Kanseri atlattık sonuçlar iyi geliyor her sene diye sevinirken omurilik kanalında daralma başlamış. Yıllarca tekstilde hep ayakta ve başı önde çalıştı güzelim benim. Doktor felç kalabilirsin, ameliyatta çok riskli masada kalırsın demiş. Rabbim imtihanlarımızı kolaylaştırsın. Hala daha da çalışmak zorunda annem. Hayat bazı insanlara acımıyor.
Bir parka girmiştim dinlenmek için. Akşamüstüydü henüz. Parktaki ağaçlar güneş ışığını tamamen kapattı. Bir anda bir karanlık oluştu. Yanıma tam dört tane sokak köpeği geldi. Hepsi kocamandı. Köpeklerden ikisi patilerini dizlerime koydu. Burun burunaydık. Korktuğumu belli etmemek için hepsini tek tek sevdim, okşadım. ilerideki bankta çok yaşlı bir çingene kadın vardı; tek gözündeki katarakt bir hayli ilerlemişti. \"Yaa!\" dedi. \"Yaa, hayvanlar onları seveni nasıl da biliyor.\" Garip bir sessizlik vardı. Yalnızca ağaçların hışırtısı. Bir bankta oturan karı koca bana yan gözlerle baktı çok saçma bir şey yapıyormuşum gibi. Daha sonra köpekler gitti. Çantamda yalnızca kitaplarım vardı. Neden öyle üzerime geldiklerini bilmiyorum.

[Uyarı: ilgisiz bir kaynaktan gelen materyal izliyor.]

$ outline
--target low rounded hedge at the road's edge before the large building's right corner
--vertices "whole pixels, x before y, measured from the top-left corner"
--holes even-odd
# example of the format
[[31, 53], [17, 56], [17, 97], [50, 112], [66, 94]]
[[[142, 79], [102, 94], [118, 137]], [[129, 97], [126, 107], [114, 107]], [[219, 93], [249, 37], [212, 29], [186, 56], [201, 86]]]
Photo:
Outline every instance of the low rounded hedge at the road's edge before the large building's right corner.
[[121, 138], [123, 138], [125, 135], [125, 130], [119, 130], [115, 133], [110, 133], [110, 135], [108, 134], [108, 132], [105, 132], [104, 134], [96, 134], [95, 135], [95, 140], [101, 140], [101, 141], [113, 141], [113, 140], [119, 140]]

Allah ın adaletinin tecelli ettiğini görmek sevindirici. Gerçekten dindar bir insanın herhangi bir insanın ölümüne sevineceğini düşünmüyorum ama abd vatandaşlarının remember gaza yorumlarına verdikleri tepkileri görünce müslümanlar mı barbar yoksa onlar mı anlar mısınız? Hala daha ama gazze deki çocuklar büyüyünce terörist olacaktı yazıyorlar. Çocuktu onlar yalnızca çocuk.
7 aydır sarışınım ama siyah saçı çok özledim. Yaza kadar işlem yaptırmayıp yazın siyaha dönmeyi planlıyorum. Ölmezsem tabi. Sarı saç gerçekten zor. Bir yıl ara verdiğimde saçlarım öyle güçlenmiş ve uzamıştı ki. Sağlıklı ve güçlü siyah saçı yıpranmış sarı saça tercih ederim.
Bir arkadaşım annesinin vefatından sonra tırnaklarını yemeye başlamış istemsizce. Sonra bir çözüm aramış ve jel tırnak yaptırmış. Şu an istese de yiyemez. Çok kötü kokuyormuş. Böyle bir sorunu olan kadınlar deneyebilir.
Geçen gün bir kafede oturuyorum ve arka masada oturan ufacık çocuklar şunları konuşuyordu "silahı annenden nasıl saklayacaksın?" , "o motoru sürecek ben dükkana kurşun sıkacağım, yapamayacağım sanıyor o", "kayra'yı döveceğiz" , "çakallarla dans 7'yi izledin mi? Dur anlatma bende izleyeceğim" , "abi ben namaza başlayacağım."
Gençlik nereye gidiyor? Gerçekten içlerinde bir iyilik var görüyorum hepsi de güzel çocuklar ama neden böyle işlere özeniyorlar ? Aileler ilgilenmiyor bence. Çok üzücü.